Scientific work highlights new brain mechanisms.
The last image that we perceive before the brain keeps working is an open scientific question. No individual can describe it with certainty. However, research in neuroscience and cognitive psychology, in particular those relating to so -called imminent death experiences (EMI), give some avenues to understand what is happening in brain activity when approaching end of life. Is it a striking memory, the face of a loved one, or a simple neurobiological phenomenon?

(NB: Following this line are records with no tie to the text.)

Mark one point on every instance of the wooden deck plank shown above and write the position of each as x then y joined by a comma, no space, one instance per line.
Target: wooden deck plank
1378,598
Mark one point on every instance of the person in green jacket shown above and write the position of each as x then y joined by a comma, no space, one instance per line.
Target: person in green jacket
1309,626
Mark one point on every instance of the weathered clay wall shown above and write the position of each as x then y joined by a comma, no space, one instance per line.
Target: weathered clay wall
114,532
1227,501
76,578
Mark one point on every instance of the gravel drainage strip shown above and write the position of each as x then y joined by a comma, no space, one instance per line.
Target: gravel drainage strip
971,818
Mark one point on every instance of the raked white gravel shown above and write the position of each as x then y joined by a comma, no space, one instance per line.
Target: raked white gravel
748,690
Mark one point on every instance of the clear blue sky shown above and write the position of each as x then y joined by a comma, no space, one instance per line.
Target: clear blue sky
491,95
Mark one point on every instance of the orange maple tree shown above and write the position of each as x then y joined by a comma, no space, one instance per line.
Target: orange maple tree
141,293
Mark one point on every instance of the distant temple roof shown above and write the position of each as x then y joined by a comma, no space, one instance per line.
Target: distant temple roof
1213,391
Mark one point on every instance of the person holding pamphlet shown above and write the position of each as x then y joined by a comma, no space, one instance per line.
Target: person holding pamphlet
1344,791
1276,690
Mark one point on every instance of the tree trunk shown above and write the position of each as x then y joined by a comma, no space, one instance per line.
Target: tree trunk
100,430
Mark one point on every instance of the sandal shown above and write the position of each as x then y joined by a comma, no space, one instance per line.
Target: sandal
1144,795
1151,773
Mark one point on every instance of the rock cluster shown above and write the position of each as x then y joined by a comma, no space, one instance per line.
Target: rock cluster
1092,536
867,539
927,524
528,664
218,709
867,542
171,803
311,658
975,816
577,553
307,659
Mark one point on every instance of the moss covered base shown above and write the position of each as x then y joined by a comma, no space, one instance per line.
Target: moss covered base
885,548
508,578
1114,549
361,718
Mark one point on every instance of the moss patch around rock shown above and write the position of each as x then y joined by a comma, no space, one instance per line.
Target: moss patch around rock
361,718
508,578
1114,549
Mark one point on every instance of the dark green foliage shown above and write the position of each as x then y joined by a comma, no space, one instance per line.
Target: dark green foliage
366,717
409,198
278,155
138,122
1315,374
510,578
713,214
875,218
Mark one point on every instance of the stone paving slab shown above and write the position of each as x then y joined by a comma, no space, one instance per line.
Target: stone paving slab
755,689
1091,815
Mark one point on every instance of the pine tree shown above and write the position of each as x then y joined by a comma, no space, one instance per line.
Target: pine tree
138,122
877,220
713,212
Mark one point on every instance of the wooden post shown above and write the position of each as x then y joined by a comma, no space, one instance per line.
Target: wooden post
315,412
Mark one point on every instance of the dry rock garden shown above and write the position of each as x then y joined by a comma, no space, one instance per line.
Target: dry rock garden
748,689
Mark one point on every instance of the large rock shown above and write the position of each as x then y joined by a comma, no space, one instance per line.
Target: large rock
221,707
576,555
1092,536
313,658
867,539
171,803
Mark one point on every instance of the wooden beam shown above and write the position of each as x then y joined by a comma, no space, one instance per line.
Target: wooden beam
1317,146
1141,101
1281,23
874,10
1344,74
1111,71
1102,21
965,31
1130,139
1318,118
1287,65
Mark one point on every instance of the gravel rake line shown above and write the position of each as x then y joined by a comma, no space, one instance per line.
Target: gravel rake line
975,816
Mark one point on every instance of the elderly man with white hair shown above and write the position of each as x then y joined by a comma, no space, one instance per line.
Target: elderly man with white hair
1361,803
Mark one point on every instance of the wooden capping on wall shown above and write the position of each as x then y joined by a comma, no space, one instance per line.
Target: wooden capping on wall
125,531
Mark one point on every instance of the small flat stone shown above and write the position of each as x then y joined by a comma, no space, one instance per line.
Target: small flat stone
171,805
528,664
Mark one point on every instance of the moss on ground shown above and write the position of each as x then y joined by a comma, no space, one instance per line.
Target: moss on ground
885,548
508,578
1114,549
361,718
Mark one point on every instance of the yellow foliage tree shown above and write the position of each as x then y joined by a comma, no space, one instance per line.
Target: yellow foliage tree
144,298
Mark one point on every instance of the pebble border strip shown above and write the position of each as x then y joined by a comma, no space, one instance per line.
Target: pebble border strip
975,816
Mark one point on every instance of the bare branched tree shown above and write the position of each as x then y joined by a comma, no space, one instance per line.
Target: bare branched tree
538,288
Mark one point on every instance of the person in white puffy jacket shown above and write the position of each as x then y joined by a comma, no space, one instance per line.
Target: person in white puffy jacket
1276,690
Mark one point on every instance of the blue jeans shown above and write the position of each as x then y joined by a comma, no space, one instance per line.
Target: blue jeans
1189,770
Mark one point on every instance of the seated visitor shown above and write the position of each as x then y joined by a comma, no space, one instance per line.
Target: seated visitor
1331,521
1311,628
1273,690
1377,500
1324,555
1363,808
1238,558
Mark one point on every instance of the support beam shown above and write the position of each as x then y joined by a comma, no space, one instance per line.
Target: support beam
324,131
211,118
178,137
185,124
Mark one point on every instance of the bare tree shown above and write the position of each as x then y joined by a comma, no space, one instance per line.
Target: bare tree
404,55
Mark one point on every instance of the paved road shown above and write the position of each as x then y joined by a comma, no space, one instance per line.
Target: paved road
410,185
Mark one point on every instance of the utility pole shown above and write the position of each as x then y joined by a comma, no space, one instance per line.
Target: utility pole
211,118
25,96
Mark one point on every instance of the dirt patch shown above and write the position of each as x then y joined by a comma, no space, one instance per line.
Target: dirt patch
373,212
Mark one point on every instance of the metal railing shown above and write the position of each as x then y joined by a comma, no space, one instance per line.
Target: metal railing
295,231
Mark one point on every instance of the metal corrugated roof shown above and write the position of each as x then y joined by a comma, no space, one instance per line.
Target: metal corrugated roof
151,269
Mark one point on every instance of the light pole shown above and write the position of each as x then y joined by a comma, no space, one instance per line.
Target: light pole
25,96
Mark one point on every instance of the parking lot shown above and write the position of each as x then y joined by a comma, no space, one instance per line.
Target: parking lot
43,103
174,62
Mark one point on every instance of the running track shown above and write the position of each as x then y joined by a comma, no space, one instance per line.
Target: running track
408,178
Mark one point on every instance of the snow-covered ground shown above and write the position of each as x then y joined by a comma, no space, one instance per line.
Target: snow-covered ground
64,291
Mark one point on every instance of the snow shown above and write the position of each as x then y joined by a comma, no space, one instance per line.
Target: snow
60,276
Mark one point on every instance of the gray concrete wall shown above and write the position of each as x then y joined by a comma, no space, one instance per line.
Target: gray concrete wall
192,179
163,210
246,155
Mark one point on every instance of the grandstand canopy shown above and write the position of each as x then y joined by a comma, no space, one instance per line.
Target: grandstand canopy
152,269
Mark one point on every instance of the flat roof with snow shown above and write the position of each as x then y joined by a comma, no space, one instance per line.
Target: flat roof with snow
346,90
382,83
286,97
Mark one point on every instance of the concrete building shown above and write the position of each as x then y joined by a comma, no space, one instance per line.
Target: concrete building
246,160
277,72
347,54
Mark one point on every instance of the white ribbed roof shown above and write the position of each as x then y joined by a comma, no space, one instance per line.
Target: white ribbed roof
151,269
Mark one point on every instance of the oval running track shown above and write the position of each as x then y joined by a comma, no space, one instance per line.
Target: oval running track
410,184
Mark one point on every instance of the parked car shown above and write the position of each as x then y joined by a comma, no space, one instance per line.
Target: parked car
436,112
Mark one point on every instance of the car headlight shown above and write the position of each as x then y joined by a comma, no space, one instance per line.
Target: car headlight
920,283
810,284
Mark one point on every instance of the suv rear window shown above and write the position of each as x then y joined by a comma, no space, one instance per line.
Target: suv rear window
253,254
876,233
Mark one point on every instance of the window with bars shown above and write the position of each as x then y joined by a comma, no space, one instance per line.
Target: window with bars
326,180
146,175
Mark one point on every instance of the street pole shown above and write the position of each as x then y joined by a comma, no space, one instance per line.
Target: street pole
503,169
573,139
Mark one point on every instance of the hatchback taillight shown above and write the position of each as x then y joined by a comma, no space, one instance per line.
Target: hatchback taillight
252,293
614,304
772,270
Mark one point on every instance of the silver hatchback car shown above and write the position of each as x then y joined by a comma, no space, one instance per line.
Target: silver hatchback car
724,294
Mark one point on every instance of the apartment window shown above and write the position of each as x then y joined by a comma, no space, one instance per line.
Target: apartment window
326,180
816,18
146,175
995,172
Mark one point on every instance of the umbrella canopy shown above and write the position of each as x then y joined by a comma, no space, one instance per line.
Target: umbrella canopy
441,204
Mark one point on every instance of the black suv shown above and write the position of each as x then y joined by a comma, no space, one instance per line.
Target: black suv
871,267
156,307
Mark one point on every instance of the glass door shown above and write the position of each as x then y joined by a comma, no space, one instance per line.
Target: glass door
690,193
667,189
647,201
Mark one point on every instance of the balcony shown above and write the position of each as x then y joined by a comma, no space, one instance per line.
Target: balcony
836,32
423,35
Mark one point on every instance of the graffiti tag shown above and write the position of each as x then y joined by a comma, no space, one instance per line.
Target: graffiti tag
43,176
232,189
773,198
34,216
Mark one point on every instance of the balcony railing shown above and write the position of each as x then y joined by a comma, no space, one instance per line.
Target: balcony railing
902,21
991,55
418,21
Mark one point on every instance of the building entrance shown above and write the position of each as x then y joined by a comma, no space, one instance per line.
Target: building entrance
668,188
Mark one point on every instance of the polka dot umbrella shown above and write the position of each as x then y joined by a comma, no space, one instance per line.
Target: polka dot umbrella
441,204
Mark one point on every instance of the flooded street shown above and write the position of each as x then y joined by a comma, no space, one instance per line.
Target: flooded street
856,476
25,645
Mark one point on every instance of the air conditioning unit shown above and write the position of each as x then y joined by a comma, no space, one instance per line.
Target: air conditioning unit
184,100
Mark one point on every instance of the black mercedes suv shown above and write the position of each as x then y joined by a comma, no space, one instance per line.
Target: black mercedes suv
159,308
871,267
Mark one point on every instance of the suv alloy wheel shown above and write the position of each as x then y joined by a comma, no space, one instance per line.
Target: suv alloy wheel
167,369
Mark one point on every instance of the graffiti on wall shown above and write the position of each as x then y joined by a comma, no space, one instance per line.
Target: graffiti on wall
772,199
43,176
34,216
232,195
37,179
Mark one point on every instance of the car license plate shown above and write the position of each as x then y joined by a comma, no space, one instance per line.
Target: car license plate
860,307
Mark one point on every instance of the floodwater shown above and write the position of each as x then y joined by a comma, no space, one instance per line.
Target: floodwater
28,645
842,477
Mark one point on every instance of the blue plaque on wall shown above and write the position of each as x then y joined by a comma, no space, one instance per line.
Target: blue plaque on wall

Science shows that what is happening in the brain in the last moments is complex and very subjective. According to the available scientific sources, it is impossible to give a single and final answer to this question. “”The available testimonies often evoke the “body outing”, the “unfolding of his own existence at accelerated speed” as a “film of his life or an overview of memories” and/or the feeling of a “feeling of infinite love, peace and union“” describes Dr. Sam Parnia, resuscitation specialist in his AWARE study on experiences lived by patients in a state of clinical death.
The most frequently reported image in imminent death experiences is the “vision of a tunnel” or bursts of light, a phenomenon that could be linked to the decrease in blood flow to the retina and the visual cortex of the brain, which would concentrate vision at the center, like a tunnel, explains the neurologist Steven Laureys in a conference broadcast on Youtube. While brain oxygenation is reduced, peripheral vision is the first to be affected, a bit like a television whose screen would stretch starting with the edges to end at a point in the center.
If one cannot say with certainty that everyone sees this last image just before the end, the work of the specialists suggest that the last moment is a deeply personal experience, marked by the complexity of the brain. Faced with the unknown, these discoveries reassure us: far from being a nothingness, the end could be a final light experience, filled with peace and memories.